Zengin-fakir demeden herkes, az ya da çok, katkıda bulunmak için kuyruklar oluşturmuştu.
Bu şubelerden birinde, on yaşlarında bir simitçi çocuk da sıraya girmişti.
Bu sırada, on bir, on iki yaşlarındaki küçük simitçi Ali de sıraya girdi.
O gün bütün simitlerini satmıştı. Ancak, birkaç kez sıradan kovulmasına rağmen ısrarla bekledi.
Hilâl-i Ahmer memuru çocuğa “Sen ne arıyorsun burada? Çık sıradan!” diyerek onu kovaladı. Çocuk, tekrar sıraya girdi. Yine ona sıra geldiğinde, memur tekrar onu kovdu.

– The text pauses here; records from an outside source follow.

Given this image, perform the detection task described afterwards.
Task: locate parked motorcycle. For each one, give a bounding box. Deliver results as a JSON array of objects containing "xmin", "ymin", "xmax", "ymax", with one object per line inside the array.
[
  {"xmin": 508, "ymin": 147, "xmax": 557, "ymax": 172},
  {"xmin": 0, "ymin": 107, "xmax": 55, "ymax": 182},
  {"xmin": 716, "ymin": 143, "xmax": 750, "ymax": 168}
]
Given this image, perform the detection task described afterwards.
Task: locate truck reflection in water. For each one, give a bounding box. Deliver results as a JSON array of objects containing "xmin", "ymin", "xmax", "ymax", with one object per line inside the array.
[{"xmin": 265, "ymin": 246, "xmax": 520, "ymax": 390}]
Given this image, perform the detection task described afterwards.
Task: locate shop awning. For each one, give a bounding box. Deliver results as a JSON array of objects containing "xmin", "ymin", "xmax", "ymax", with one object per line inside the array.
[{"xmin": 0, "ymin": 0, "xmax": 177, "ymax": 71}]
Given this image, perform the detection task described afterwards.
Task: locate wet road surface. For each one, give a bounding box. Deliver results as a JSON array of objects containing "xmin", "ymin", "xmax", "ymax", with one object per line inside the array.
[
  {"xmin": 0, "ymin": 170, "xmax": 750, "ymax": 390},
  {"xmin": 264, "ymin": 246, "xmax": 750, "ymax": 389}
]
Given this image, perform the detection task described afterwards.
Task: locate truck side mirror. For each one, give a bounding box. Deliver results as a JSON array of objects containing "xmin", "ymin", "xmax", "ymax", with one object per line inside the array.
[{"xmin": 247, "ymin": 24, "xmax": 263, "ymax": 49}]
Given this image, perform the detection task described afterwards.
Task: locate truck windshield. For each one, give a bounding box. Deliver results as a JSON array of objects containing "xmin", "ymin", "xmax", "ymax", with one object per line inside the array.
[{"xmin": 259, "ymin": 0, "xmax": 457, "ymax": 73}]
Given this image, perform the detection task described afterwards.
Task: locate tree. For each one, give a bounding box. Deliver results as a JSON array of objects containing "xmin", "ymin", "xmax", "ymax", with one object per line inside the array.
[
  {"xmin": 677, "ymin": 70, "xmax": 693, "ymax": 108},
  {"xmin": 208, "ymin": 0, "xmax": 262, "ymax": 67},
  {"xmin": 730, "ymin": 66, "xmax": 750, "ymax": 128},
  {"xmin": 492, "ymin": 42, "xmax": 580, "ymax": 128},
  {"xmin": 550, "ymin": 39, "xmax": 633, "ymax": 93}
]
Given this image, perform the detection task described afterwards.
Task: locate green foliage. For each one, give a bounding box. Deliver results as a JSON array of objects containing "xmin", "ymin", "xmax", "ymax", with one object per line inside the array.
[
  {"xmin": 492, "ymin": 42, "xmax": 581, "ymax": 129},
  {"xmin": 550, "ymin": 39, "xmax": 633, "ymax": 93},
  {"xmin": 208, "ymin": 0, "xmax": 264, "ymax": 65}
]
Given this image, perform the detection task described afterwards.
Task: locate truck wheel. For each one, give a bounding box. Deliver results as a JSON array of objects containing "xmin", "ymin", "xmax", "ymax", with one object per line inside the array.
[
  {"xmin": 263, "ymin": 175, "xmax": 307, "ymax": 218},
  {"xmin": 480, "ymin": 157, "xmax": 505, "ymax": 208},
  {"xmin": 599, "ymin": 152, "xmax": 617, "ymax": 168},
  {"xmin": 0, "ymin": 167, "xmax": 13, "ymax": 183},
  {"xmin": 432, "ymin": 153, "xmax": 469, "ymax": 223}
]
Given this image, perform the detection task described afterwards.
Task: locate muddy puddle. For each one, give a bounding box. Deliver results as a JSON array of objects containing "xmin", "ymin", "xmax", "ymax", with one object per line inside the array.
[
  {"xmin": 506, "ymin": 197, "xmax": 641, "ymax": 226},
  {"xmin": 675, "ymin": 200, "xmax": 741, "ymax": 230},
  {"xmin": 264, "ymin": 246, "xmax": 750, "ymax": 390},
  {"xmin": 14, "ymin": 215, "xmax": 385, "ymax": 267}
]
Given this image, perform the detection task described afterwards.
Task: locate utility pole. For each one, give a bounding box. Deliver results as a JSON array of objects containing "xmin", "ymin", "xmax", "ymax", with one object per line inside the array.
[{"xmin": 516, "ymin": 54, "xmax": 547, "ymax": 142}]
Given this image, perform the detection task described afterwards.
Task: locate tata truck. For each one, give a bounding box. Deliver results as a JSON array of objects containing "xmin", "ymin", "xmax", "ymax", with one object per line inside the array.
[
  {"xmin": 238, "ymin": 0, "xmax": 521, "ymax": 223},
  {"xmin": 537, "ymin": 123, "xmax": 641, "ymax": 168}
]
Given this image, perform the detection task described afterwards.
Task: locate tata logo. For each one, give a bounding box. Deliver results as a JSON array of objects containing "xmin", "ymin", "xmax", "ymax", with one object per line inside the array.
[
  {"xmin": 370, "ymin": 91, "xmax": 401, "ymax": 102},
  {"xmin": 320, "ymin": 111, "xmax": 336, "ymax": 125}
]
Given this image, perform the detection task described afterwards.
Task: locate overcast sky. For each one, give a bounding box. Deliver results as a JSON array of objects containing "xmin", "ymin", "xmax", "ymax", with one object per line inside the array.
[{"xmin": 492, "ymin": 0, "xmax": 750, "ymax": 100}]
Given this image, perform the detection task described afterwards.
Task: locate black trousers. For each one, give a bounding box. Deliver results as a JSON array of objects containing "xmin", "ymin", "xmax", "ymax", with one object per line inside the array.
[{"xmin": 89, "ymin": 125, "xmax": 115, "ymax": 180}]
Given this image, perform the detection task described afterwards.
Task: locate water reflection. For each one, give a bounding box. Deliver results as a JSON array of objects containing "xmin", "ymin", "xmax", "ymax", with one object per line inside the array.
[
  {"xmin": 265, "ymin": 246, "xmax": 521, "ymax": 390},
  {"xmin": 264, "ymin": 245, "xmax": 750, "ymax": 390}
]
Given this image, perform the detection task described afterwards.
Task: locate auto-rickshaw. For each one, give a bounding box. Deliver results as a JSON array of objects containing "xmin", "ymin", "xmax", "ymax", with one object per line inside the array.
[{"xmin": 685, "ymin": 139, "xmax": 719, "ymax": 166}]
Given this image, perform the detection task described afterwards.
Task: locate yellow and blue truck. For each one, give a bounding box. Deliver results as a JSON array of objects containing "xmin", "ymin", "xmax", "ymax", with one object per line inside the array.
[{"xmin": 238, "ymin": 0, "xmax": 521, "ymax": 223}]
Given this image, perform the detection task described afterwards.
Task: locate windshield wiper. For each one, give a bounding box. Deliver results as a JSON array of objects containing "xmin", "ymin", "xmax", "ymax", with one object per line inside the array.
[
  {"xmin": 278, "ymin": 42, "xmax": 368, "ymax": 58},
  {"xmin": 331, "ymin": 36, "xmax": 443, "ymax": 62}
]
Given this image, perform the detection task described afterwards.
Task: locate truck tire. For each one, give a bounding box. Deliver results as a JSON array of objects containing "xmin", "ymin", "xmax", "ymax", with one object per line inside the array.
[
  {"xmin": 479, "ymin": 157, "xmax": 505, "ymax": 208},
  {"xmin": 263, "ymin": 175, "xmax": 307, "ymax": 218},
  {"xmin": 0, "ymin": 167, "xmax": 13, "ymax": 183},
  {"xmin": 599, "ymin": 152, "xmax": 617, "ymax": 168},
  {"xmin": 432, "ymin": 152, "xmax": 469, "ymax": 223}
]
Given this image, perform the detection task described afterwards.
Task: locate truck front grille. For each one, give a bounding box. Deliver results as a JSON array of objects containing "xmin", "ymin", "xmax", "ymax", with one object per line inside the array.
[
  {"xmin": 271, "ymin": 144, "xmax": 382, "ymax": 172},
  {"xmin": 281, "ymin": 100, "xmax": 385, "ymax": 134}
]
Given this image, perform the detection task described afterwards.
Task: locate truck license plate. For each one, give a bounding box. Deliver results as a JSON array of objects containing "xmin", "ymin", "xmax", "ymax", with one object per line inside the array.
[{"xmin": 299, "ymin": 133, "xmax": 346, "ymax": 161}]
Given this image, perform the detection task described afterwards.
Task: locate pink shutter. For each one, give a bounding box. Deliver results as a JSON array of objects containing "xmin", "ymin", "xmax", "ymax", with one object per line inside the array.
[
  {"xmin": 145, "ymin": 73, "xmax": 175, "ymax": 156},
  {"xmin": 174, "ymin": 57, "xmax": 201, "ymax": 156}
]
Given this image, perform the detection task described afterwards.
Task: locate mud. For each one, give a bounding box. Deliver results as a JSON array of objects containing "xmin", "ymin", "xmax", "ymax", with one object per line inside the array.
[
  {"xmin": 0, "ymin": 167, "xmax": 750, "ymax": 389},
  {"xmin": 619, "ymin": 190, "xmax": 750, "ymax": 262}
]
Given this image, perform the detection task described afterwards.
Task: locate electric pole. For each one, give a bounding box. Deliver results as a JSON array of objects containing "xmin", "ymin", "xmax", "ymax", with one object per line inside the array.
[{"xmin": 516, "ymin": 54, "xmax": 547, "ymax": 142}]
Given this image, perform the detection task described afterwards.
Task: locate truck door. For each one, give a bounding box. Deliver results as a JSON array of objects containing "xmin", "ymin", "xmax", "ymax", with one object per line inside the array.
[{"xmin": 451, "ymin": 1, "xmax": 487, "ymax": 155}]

Nihayet yine ona sıra geldiğinde, başını dik tutarak
“Yaz Simitçi Ali, on kuruş!” diye bağırdı.
Memur, gözyaşları içinde çocuğun ellerini öperek onu kucakladı.
O günkü tüm kazancını ordusuna bağışlayan bu küçük çocuğun fedakârlığı, bu milletin yok olmayacağının en büyük kanıtıdır.
Kimse endişelenmesin, Simitçi Ali’ler var oldukça bu millet var olacaktır.
Bu küçük çocuğun yüreğindeki fedakârlık, bu milletin en büyük güvencesidir.
Bugün, bu çocukların varlığı, Türk milletinin asla yok olmayacağının göstergesidir.
Simitçi Ali’ler var oldukça, bu millet var olmaya devam edecek.